Re: CHAT: weird names
From: | Ed Heil <edheil@...> |
Date: | Monday, August 9, 1999, 21:45 |
R G Roberts wrote:
> Re your correspondence about c / k / q?? you may or may not be interested
to know that the earliest printers setting up the type for the Welsh Bible
(and of course the Bible was always the first book to be printed everywhere in
the world) found that they didn't have enough 'k' types (because 'k' was then
relatively rare) so they used 'c' throughout even though 'k' should have been
the correct letter! Hence today 'c' is always hard and 'k' does not exist in
the alphabet!
>
> By the way, how does 'q' fit into all this?
In the Semitic languages, "Q" (which is like "k" but pronounced
farther back in the throat) was a different phoneme from "K", and so
when the Greeks adopted the Semitic alphabet, they kept the two signs
(Kappa and Qoppa). Eventually it stopped being used, since it was not
a separate phoneme (it only appeared before O and U, I believe).

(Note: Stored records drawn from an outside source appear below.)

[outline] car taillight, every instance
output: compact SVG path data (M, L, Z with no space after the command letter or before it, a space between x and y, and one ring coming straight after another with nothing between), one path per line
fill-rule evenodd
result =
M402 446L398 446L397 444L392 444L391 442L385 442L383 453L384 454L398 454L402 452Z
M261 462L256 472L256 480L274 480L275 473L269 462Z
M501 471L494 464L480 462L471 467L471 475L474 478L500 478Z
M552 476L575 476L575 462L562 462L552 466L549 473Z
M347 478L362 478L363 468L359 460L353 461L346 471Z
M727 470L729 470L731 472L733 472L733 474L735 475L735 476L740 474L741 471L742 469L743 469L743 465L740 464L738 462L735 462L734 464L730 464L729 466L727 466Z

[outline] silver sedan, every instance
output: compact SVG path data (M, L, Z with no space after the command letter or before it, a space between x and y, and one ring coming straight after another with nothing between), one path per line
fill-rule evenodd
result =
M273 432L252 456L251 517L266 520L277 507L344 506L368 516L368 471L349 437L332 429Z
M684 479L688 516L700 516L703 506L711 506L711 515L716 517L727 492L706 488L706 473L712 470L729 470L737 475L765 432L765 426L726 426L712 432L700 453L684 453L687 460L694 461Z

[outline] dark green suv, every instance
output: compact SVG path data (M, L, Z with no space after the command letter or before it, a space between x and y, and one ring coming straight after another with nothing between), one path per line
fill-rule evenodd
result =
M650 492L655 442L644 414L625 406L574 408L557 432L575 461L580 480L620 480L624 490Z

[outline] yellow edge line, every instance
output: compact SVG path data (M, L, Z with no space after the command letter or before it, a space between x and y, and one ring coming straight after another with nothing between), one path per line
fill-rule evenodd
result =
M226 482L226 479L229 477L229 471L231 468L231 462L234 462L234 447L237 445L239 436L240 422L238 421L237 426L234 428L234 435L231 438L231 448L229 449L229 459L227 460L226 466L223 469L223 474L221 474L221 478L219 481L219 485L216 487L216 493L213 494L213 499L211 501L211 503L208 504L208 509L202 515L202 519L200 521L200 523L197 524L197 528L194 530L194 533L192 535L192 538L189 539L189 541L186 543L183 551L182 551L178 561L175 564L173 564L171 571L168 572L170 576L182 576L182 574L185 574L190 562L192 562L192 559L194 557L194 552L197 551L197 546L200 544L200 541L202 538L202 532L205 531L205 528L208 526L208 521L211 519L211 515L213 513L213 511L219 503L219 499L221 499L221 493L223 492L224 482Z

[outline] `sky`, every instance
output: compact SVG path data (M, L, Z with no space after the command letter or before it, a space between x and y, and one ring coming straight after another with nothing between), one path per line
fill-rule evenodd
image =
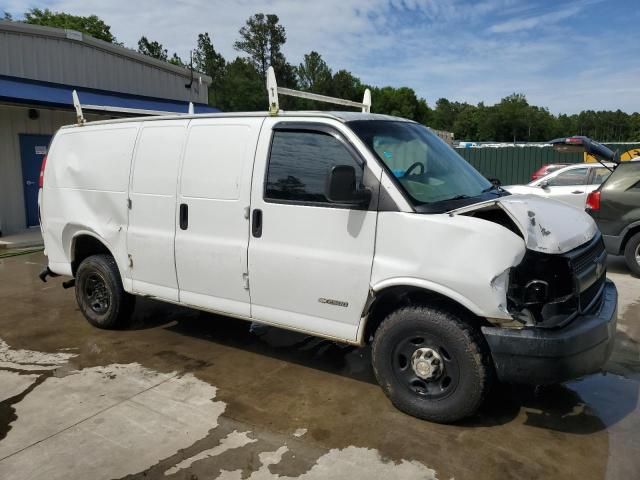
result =
M430 105L517 92L555 114L640 111L640 0L0 0L16 19L32 7L96 14L126 46L145 35L183 59L201 32L233 59L246 19L275 13L290 63L315 50Z

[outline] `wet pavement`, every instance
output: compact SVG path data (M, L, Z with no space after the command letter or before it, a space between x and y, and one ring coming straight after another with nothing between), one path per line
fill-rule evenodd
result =
M475 417L394 409L366 348L140 299L91 327L40 253L0 259L0 478L640 478L640 279L607 373L499 386Z

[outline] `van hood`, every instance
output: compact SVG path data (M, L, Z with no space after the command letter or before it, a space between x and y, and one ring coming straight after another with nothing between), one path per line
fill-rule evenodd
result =
M498 206L522 232L526 247L542 253L565 253L590 241L598 227L586 212L537 195L507 195L449 212L471 213Z

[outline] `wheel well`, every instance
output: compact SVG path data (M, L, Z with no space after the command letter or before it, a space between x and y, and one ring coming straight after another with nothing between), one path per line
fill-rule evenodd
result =
M71 272L73 276L75 277L78 267L85 258L101 253L111 255L111 252L105 244L96 237L92 237L91 235L80 235L76 237L73 242L73 260L71 261Z
M629 231L624 234L624 238L622 239L622 243L620 244L620 252L622 254L624 254L624 249L627 247L627 242L629 241L629 239L639 232L640 225L630 228Z
M486 319L477 316L468 308L440 293L419 287L395 286L375 294L375 298L367 310L367 322L362 337L364 342L371 342L376 330L391 312L410 305L441 307L471 325L489 325Z

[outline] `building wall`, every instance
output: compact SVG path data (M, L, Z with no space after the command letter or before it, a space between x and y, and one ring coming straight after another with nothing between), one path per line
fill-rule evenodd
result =
M188 69L79 32L5 21L0 21L0 75L204 104L211 82L196 72L188 89Z
M75 113L37 109L40 117L31 120L29 108L0 105L0 230L3 235L26 227L22 164L18 134L53 135L62 125L74 123ZM108 117L87 115L88 120Z

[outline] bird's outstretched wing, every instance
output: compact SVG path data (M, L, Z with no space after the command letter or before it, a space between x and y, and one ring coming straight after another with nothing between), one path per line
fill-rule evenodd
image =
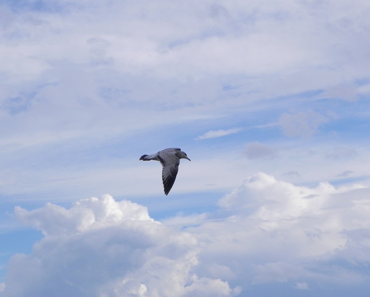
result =
M162 181L164 193L166 195L174 185L179 171L180 159L173 153L158 153L158 159L162 165Z

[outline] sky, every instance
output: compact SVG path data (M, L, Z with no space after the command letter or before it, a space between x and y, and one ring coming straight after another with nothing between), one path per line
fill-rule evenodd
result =
M0 0L0 296L368 296L369 14Z

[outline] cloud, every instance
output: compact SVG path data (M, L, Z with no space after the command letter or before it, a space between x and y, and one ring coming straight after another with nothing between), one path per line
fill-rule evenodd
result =
M249 159L273 158L275 155L275 152L271 148L258 141L248 144L245 153Z
M317 132L317 128L328 121L327 118L312 110L294 114L283 114L279 122L286 136L309 138Z
M136 203L104 195L79 200L69 209L47 203L15 211L45 237L31 254L12 257L0 296L230 296L240 291L193 273L199 264L195 238L154 221Z
M18 219L45 237L30 254L12 257L0 296L247 296L269 284L313 296L317 288L368 287L369 194L259 173L217 210L162 223L108 195L69 209L17 207Z
M347 176L349 176L351 174L353 173L353 171L351 171L350 170L346 170L345 171L343 171L341 173L340 173L335 176L337 177L344 177L346 178Z
M207 265L228 267L234 273L229 281L245 296L250 286L266 284L282 294L289 288L318 286L322 293L332 286L368 287L370 277L361 267L369 259L364 245L370 238L369 193L354 185L309 188L254 175L220 200L225 216L209 214L185 229L206 246L196 270L201 275Z
M243 130L242 128L233 128L228 130L220 129L216 131L211 130L205 133L203 135L198 136L195 138L195 140L202 140L204 139L208 139L209 138L215 138L217 137L225 136L231 134L238 133L242 130Z

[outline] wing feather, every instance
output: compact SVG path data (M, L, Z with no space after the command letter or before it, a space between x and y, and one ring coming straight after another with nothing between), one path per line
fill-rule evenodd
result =
M174 153L159 154L158 159L162 165L162 181L166 195L174 185L179 171L180 159Z

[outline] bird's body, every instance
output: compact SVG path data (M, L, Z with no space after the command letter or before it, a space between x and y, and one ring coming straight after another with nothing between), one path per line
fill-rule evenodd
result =
M181 149L174 148L160 151L152 155L143 155L140 157L140 160L143 161L155 160L161 162L162 165L162 181L164 193L166 195L174 185L179 170L181 159L186 159L190 161Z

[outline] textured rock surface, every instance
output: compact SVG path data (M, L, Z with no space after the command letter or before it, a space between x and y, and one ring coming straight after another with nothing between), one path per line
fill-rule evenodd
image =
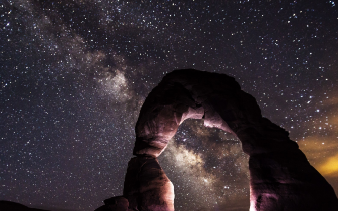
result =
M338 210L331 185L289 133L262 117L252 96L232 77L193 69L167 74L141 109L133 151L138 157L128 165L124 190L130 208L173 210L172 185L155 157L184 120L203 118L205 126L236 135L250 156L250 211Z
M140 156L128 163L124 196L133 210L174 210L174 186L155 156Z

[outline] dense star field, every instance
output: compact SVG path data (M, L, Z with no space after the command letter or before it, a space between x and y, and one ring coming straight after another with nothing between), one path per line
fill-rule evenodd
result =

However, by that time, it had been adopted by the Romans in their
alphabet. Unlike the Greeks, they had preserved the Indo-European
"labio-velar" stop "k-superscript w", which is a K pronounced with
rounded lips -- that is, a K and W pronounced simultaneously (as
oppoed to the current English pronunciation of "qu" where they are
pronounced sequentially). They used the Qoppa plus a U to represent
this sound, and that is where we get our Q.